Du bon côté des choses, il prévoyait d’absorber mon énergie magique sous deux jours. C’était plus que suffisant pour que mes amis viennent me sauver. Mais même ainsi, je n’avais pas l’intention de rester assise tranquillement jusqu’à ce qu’il le fasse, je continuais à me débattre avec les chaînes pour tenter de les détendre un peu. Mes poignets me faisaient mal, mais même si je me brisais les poignets, je n’avais pas l’intention d’abandonner.

« Peut-être que je devais envoyer un boss à leur encontre ? » déclara l’homme d’une manière pensive.

« Pourquoi ferais-tu cela ? » Lui ai-je demandé.

« Pourquoi devrais-je te le dire ? » Il renifla puis me regarda. « Rien n’est sur à 100 %. Ils peuvent toujours avoir un atout dans leurs manches, c’est pourquoi je ne révélerai aucune information concernant ce que je fais et prévois de faire. Si tu veux, tu peux le deviner. Mais je ne vais pas non plus confirmer où le nier., » déclara-t-il en souriant.

Cet homme ne comptait pas me faire savoir quoi que ce soit. Il était prudent et voyait nos vies comme rien de plus qu’un moyen de stimuler son propre pouvoir. En tant que telle, je n’avais aucun doute qu’il était du genre à nous tuer sans pitié pour obtenir ce qu’il désirait. Mon seul problème était de savoir si nous étions assez forts pour le vaincre ou non.

***Point de vue d’Alkelios***

Cela faisait deux heures que nous avions été transportés ici. Ma compétence Dompteur de Dragon aurait été une bonne chose à utiliser si nous étions sur un terrain ouvert, cependant, il y avait deux problèmes avec son utilisation. D’une part, il était sur Seryanna, et d’autre part, c’était inutile dans un labyrinthe. En ce moment, il pointait derrière moi… au plafond.

« N’êtes-vous pas fatigué ? » me demanda Iolaus alors qu’il s’appuyait sur un mur pendant que je ramassais le butin de notre récente tuerie.

« Pas vraiment..., » avais-je dit en haussant les épaules.

« Vous êtes un monstre ! Et en plus, vous n’êtes même pas encore éveillé. » Il secoua la tête.

Après notre dernier combat qui avait eu pour résultat de l’avoir envoyé au sol, il avait gardé le silence la plupart du temps et quand il parlait, c’était pour dire des choses comme ça.

« J’ai fini. Allons-y, » déclarai-je en continuant à avancer.

Le dragon gémit et fouetta avec sa queue l’air pour montrer son agacement. Je l’avais ignoré et avais continué à marcher à travers ces tunnels interminables.
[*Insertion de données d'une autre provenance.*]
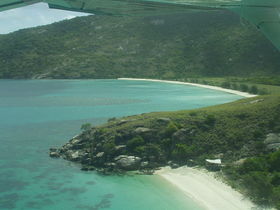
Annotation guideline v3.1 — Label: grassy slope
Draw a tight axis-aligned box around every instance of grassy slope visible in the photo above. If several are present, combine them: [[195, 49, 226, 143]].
[[0, 11, 280, 79], [72, 95, 280, 209]]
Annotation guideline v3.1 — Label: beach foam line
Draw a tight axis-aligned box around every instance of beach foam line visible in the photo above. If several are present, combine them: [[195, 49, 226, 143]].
[[118, 78, 257, 98], [156, 166, 256, 210]]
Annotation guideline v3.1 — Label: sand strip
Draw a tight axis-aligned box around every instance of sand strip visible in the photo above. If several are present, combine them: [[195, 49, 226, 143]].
[[118, 78, 257, 98], [156, 166, 255, 210]]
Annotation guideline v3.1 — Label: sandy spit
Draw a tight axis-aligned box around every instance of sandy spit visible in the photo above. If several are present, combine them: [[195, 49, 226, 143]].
[[118, 78, 257, 98], [156, 166, 256, 210]]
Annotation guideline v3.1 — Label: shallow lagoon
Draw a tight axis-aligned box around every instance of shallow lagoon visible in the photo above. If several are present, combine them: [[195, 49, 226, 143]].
[[0, 80, 241, 210]]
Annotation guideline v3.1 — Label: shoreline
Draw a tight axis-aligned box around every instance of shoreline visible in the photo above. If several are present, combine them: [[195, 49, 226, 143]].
[[117, 78, 258, 98], [155, 166, 256, 210]]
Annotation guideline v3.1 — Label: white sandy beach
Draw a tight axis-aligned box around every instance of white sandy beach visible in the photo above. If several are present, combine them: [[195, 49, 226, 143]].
[[156, 166, 255, 210], [119, 78, 257, 210], [118, 78, 257, 98]]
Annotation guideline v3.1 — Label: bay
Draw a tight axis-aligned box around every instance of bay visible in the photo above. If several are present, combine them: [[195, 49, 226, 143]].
[[0, 80, 241, 210]]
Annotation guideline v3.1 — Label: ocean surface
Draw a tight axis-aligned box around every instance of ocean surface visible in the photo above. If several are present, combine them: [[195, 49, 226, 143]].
[[0, 80, 241, 210]]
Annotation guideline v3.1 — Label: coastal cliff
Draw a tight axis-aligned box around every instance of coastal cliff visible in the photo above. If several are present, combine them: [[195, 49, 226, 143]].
[[50, 95, 280, 208]]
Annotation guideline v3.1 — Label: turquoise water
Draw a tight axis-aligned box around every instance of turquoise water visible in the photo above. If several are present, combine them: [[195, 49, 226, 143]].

Les monstres changeaient de temps en temps, mais les groupes de base étaient constitués de zombies, de squelettes, et de temps en temps une liche ou un dullahan. Les autres types de monstres que nous avions rencontrés étaient des scorpions morts-vivants géants, des serpents morts-vivants et un squelette joueur de piano saoul. Ce dernier n’était pas une blague. Nous avions rencontré un squelette saoul jouant du piano, et il était plutôt bon. Nous ne l’avions pas tué, nous l’avions tranquillement contourné.

Quant aux boss, il n’y en avait pas. Nous étions arrivés dans ce que l’on pourrait appeler une salle de boss, mais elle était vide. Les coffres étaient vides le long du chemin, presque comme si quelqu’un était déjà passé et avait tout pris, il ne restait pas même une épée rouillée ou un boulier endommagé.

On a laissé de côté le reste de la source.